UNLV National Supercomputing Institute

NSI Home About Us Our Affiliates Resources Documentation Current Research Current Issues New Account Reset Password Request Help Contact Us

How to run jobs with PBS/Pro on Cherry-creek

For specific information on how to run more complex (for example, multi-node MPI) jobs, see the following: run_mpi

In general, with the exception of the additional steps necessary to assign resources to your job, you would do the same steps inside of a batch job as you would working from an interactive command line.

The following is a quick step-by-step guide to getting started running jobs on cherry-creek.

A zip achive containing the files used in this example are available from: example-pbs.zip.

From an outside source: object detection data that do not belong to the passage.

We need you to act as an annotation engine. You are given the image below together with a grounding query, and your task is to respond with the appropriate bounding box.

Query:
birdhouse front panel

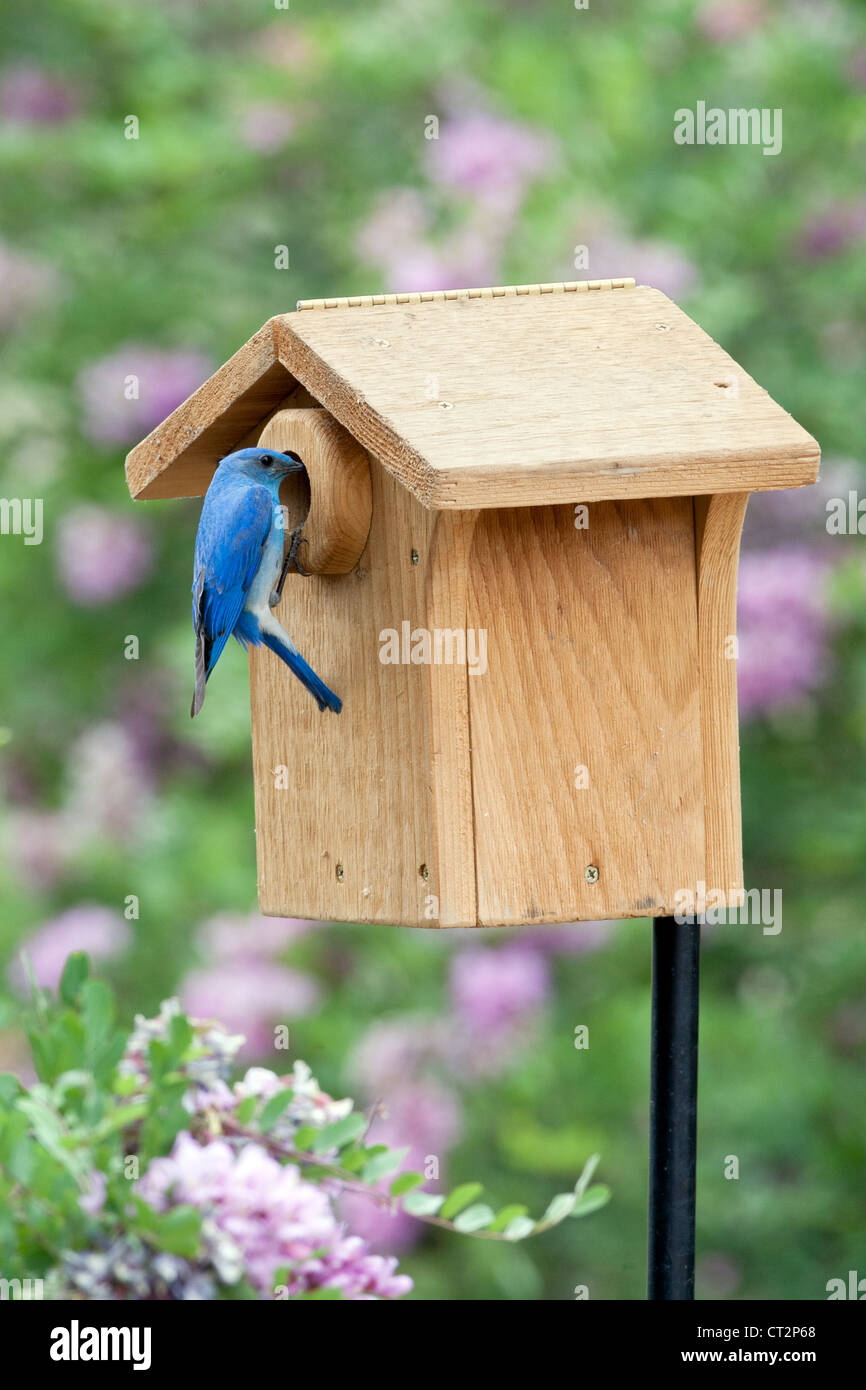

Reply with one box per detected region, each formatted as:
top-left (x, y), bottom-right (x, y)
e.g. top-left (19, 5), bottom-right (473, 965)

top-left (128, 281), bottom-right (819, 927)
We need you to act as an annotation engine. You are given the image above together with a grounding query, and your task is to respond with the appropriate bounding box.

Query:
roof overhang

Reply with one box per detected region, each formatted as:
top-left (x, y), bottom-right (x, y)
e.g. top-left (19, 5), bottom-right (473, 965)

top-left (126, 279), bottom-right (820, 509)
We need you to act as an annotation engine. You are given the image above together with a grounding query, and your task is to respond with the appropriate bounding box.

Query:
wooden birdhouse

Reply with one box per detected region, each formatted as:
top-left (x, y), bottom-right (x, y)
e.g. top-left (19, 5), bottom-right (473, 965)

top-left (126, 279), bottom-right (819, 926)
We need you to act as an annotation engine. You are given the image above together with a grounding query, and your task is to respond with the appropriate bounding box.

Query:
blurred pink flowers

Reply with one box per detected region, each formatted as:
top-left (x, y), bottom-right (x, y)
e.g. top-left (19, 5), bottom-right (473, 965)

top-left (78, 343), bottom-right (213, 445)
top-left (181, 959), bottom-right (320, 1056)
top-left (570, 210), bottom-right (698, 299)
top-left (427, 110), bottom-right (556, 217)
top-left (341, 1077), bottom-right (461, 1250)
top-left (240, 101), bottom-right (296, 154)
top-left (799, 197), bottom-right (866, 261)
top-left (57, 503), bottom-right (153, 607)
top-left (0, 63), bottom-right (78, 125)
top-left (136, 1133), bottom-right (411, 1300)
top-left (197, 912), bottom-right (316, 963)
top-left (696, 0), bottom-right (767, 43)
top-left (357, 106), bottom-right (556, 291)
top-left (181, 913), bottom-right (321, 1056)
top-left (738, 546), bottom-right (830, 717)
top-left (0, 242), bottom-right (57, 329)
top-left (357, 188), bottom-right (502, 291)
top-left (450, 944), bottom-right (550, 1043)
top-left (8, 902), bottom-right (132, 990)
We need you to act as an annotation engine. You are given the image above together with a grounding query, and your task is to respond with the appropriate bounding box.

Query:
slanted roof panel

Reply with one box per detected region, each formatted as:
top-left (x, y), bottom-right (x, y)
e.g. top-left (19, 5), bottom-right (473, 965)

top-left (275, 286), bottom-right (819, 507)
top-left (126, 281), bottom-right (819, 507)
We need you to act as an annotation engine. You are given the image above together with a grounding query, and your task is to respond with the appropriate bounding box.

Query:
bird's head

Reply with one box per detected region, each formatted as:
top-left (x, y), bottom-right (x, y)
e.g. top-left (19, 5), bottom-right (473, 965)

top-left (218, 448), bottom-right (303, 487)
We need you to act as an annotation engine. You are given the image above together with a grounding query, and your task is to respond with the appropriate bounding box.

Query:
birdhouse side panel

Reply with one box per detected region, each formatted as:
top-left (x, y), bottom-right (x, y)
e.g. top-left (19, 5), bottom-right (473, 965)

top-left (250, 459), bottom-right (447, 927)
top-left (468, 498), bottom-right (705, 926)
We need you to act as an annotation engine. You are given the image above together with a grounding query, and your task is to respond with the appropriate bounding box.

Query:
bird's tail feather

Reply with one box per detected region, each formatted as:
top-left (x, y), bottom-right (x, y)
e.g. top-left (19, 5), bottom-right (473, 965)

top-left (261, 631), bottom-right (343, 714)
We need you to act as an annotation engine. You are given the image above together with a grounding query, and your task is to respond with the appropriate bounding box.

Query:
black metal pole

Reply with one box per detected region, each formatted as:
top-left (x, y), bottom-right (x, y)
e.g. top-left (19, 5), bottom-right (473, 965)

top-left (646, 917), bottom-right (701, 1301)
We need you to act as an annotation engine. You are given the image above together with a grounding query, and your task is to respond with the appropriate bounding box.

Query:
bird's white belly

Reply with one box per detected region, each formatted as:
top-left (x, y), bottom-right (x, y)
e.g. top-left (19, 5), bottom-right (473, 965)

top-left (243, 527), bottom-right (282, 614)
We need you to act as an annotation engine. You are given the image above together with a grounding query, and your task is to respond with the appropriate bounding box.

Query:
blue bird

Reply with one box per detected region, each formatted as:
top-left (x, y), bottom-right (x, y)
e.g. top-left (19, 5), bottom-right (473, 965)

top-left (190, 449), bottom-right (343, 719)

To run the example job, download and unzip the example-pbs.zip inside of your cherry-creek account and then enter the following commands:

cd example-pbs
qsub -q small test-r.pbs

The system should respond with something like:

[ron@cherry-creek example-pbs]$ qsub test-r.pbs
79560.cherry
[ron@cherry-creek example-pbs]$

The "79560.cherry" is the job id for your batch job, you can use it with the qstat command to see what is happenning:

[ron@cherry-creek gill-pbs]$ qstat -a 79560.cherry
qstat: 79560.cherry Job has finished, use -x or -H to obtain historical job information

This means that your job has finished, if you just do "qstat -a" then it will list all active jobs.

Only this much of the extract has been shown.